Fashionable dogma. Religious zealotry. We're bigger than that. (This blog is written by Candian journalist Donna Laframboise)
A research paper doesn’t talk about increased crop damage by insects. But as occurred in the Himalayan glacier incident, the erroneous claim remains in the about-to-be released report.
In a few weeks, the Intergovernmental Panel on Climate Change (IPCC) will release its Working Group 2 report. Chapter 7 is called Food Security and Food Production Systems. A leaked copy can be downloaded here.
On page 23, we ‘re told that:
there is a tendency for risk of insect damage to plants to increase [as temperatures rise].
Two pieces of evidence are cited for this statement. One, a paper authored by Matthew Paulson plus three co-authors, was published in 2009. It’s available online and appears to backup the IPCC’s claim. Kind of.
Its conclusions involve no real-world data. Instead, this paper is about speculative, theoretical prediction. The phrase “we speculate” appears in the abstract. The authors say their mathematical model implies that certain conditions will become more likely. Which “could have profound implications for pest management during future climatic warming.” Not exactly persuasive evidence that the damage insects do to crops will increase significantly.
The other study cited by the IPCC is even more problematic. Written by Curtis Deutsch and six others, it was published in 2008. The full text is also online. The authors say they’ve combined “empirical fitness curves” with “projected geographical distribution of climate change for the next century” and have concluded that insects living in the tropics may suffer more from global warming than insects that live in cooler locales.
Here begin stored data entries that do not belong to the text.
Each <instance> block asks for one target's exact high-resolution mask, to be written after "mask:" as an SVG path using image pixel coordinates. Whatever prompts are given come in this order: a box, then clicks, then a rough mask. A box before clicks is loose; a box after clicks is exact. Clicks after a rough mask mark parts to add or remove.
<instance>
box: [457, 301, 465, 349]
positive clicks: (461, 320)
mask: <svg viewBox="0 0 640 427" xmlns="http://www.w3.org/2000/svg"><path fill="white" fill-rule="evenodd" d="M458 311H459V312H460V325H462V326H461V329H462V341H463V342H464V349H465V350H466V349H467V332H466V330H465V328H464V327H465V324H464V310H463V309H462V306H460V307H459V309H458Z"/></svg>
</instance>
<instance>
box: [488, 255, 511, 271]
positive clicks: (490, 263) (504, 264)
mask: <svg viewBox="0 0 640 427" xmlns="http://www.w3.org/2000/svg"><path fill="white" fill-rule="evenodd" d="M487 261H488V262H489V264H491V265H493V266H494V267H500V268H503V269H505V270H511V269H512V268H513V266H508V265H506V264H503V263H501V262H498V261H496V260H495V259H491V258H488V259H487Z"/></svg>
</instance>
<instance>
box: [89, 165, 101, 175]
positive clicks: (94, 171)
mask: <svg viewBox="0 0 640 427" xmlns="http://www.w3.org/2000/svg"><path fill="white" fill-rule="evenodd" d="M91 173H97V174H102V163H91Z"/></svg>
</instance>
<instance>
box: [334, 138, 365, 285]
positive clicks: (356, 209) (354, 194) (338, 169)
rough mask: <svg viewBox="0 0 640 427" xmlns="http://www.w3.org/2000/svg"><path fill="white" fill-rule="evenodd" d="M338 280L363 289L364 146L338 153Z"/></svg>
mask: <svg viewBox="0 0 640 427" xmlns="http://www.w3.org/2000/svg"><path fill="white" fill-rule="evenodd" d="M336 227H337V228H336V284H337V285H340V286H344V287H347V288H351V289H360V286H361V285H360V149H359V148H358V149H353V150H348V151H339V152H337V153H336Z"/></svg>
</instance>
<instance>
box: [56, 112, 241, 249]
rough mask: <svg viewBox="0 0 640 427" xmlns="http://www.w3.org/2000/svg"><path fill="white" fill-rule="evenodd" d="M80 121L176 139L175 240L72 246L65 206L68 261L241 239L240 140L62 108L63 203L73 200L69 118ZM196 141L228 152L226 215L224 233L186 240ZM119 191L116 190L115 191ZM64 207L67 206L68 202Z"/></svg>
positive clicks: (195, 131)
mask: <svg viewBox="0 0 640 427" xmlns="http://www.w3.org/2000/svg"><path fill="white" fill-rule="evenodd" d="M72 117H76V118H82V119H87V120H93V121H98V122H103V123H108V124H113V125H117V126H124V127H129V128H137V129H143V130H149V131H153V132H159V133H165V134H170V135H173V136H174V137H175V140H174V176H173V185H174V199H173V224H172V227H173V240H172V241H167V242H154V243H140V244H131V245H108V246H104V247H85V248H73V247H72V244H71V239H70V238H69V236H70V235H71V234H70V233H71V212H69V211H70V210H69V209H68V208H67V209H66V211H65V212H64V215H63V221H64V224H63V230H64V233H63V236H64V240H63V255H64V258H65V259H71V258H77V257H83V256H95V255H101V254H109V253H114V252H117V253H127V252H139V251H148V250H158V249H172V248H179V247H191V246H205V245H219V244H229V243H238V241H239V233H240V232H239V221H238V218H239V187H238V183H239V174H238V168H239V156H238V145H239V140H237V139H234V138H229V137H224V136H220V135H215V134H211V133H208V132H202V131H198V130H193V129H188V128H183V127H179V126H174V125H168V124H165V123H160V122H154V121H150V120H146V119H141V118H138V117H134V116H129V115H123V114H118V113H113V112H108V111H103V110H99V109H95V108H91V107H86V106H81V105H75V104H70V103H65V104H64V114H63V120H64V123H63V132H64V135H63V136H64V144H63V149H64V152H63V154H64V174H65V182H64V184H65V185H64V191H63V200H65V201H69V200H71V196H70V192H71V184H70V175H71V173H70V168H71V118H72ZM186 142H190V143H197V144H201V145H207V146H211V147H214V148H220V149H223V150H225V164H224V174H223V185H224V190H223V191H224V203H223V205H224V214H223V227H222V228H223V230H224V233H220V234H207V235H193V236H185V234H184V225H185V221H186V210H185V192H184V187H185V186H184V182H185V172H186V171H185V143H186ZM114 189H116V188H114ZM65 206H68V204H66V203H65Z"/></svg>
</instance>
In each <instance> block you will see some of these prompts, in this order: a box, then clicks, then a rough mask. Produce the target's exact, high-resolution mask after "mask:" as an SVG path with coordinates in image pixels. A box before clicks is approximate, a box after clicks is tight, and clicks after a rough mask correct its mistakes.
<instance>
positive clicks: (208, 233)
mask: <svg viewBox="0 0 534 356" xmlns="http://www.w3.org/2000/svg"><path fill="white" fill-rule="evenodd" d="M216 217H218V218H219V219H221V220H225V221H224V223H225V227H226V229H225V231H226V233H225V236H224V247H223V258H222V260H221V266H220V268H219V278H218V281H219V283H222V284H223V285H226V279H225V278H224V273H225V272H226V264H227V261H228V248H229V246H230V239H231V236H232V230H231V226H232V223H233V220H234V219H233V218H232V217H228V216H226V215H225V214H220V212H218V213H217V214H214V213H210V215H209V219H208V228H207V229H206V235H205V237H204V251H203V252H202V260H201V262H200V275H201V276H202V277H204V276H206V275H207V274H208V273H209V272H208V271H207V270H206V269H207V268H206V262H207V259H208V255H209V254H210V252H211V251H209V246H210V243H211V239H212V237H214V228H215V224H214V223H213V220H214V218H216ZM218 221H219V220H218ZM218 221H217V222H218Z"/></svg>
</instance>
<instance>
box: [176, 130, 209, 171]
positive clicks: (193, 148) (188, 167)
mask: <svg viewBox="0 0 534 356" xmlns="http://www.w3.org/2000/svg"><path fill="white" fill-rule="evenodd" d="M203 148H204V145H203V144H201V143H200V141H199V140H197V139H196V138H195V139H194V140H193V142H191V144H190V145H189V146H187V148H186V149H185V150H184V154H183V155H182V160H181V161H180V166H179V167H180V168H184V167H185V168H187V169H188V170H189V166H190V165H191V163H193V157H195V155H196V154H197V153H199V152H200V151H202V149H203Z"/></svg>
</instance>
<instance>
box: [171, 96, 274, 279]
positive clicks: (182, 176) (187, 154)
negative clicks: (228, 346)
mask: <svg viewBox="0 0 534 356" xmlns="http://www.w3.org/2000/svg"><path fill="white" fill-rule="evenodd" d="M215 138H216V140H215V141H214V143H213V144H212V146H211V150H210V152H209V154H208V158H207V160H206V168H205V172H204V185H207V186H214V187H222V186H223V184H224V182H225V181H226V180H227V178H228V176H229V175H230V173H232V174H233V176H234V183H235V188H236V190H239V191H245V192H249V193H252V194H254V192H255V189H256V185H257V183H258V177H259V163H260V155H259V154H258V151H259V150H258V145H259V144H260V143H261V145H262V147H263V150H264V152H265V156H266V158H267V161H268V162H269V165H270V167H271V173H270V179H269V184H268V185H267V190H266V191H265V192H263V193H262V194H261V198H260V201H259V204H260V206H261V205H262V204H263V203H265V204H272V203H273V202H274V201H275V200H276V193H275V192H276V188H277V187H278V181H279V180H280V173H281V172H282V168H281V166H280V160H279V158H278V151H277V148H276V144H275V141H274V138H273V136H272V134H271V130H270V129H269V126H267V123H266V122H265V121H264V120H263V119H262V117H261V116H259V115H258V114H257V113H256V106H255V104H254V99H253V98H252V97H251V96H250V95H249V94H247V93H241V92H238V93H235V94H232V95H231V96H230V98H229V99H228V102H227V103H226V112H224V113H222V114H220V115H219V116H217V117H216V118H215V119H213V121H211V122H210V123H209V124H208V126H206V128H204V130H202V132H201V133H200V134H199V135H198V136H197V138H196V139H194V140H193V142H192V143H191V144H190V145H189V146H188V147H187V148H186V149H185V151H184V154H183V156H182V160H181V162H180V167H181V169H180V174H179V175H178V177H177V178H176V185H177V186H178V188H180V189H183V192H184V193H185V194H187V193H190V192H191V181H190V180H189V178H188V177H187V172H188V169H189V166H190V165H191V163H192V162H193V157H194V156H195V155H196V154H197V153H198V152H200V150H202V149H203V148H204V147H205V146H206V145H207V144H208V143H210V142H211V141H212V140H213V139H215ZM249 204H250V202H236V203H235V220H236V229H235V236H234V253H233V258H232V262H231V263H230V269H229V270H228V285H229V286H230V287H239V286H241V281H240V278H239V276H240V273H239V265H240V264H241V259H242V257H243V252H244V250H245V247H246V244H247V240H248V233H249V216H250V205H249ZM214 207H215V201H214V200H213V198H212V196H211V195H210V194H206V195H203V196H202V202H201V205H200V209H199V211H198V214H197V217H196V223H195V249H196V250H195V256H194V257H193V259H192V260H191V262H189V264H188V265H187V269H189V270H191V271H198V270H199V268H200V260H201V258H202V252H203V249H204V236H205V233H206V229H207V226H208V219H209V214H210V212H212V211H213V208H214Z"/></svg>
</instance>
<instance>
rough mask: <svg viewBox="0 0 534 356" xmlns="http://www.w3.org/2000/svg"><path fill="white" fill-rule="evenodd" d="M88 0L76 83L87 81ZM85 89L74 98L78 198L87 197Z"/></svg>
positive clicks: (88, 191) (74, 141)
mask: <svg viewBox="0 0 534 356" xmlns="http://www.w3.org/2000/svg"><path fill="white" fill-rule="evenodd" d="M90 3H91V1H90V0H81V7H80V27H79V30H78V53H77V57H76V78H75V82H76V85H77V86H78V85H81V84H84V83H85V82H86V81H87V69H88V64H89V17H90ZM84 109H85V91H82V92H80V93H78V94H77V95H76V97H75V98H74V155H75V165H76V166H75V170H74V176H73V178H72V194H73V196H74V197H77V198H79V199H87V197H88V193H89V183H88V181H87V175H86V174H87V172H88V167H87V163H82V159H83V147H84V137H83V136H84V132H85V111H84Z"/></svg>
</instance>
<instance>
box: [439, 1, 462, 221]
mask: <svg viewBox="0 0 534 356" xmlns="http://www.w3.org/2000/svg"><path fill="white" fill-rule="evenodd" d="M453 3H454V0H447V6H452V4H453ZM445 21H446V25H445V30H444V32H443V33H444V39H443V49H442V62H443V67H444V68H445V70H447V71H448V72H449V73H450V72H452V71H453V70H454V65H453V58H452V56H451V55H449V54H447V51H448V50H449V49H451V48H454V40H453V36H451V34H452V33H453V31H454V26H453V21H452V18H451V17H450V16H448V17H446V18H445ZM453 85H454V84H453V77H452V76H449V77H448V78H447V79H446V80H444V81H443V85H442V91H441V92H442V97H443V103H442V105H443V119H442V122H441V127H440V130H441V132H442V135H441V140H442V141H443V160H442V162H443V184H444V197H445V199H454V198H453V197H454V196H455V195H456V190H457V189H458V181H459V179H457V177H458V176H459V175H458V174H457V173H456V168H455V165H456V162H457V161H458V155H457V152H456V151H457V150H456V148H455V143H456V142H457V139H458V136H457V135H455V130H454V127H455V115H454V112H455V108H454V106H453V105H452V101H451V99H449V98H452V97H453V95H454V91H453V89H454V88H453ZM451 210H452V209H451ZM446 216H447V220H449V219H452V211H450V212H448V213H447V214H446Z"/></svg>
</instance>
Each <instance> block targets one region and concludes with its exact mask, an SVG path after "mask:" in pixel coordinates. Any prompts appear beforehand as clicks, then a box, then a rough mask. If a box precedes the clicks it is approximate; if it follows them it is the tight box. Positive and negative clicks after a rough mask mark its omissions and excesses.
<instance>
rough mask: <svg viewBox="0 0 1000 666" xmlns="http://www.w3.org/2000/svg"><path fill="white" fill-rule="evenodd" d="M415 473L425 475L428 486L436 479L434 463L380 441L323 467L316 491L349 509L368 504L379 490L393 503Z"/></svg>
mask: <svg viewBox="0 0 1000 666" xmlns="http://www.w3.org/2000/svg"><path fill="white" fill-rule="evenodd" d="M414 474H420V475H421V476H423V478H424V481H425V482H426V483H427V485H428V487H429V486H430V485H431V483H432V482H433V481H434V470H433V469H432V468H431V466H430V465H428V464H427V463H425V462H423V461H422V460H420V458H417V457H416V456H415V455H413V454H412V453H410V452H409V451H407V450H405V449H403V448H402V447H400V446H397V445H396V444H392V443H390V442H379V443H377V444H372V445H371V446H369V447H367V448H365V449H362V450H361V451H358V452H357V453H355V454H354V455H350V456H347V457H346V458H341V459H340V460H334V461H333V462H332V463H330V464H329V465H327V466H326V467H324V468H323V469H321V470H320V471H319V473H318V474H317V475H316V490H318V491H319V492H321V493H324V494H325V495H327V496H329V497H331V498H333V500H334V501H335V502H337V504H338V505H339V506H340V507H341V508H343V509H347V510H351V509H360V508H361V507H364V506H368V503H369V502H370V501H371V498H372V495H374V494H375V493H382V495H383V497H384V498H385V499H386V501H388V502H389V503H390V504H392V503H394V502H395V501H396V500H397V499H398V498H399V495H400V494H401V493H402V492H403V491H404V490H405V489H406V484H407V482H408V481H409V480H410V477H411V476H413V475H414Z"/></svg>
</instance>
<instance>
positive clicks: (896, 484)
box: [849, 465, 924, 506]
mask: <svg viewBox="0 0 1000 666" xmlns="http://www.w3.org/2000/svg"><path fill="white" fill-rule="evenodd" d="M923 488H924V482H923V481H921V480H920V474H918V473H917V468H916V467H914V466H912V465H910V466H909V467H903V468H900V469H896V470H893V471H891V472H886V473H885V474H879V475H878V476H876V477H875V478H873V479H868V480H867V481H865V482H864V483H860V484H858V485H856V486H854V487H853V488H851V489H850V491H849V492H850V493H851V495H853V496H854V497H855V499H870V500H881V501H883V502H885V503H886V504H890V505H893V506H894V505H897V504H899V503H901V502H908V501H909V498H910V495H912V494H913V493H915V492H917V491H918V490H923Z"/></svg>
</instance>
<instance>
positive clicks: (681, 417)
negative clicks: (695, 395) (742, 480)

Are crops discussed? No. Plants generally? Nope. Damage inflicted by insects? Not a word about any of these matters appears in that study. It does not, therefore, backup the IPCC’s claim that “insect damage to plants” will increase along with temperature.
What’s remarkable is that a representative of the government of The Netherlands pointed this out to the IPCC last year. Comment #494 may be seen at the bottom of page 42 of this collection of comments submitted during the second round of external review that took place between March and May 2013.
Comment #494 was then highlighted by one of Chapter 7’s Review Editors, Kaija Hakala, who quoted it verbatim a few months later:
“The Deutsch 2008 paper does not consider the effect of climate change on insect damage to plants, and is thus inappropriate as a reference to this statement.” [bold added by Hakala; see p. 2 here]
But the IPCC Chapter 7 authors chose to ignore these warnings. So the erroneous citation remains in the Final Draft of their contribution to the Working Group 2 report.
If you’re experiencing déjà vu, welcome to the club. Back in 2007, Working Group 2 was responsible for the embarrassing Himalayan glacier error. A 2010 report concluded that this debacle could have been avoided entirely had the IPCC merely listened to its own reviewers.
Then, just as now, the mistake was noticed. Then, just as now, “the authors did not change the text.”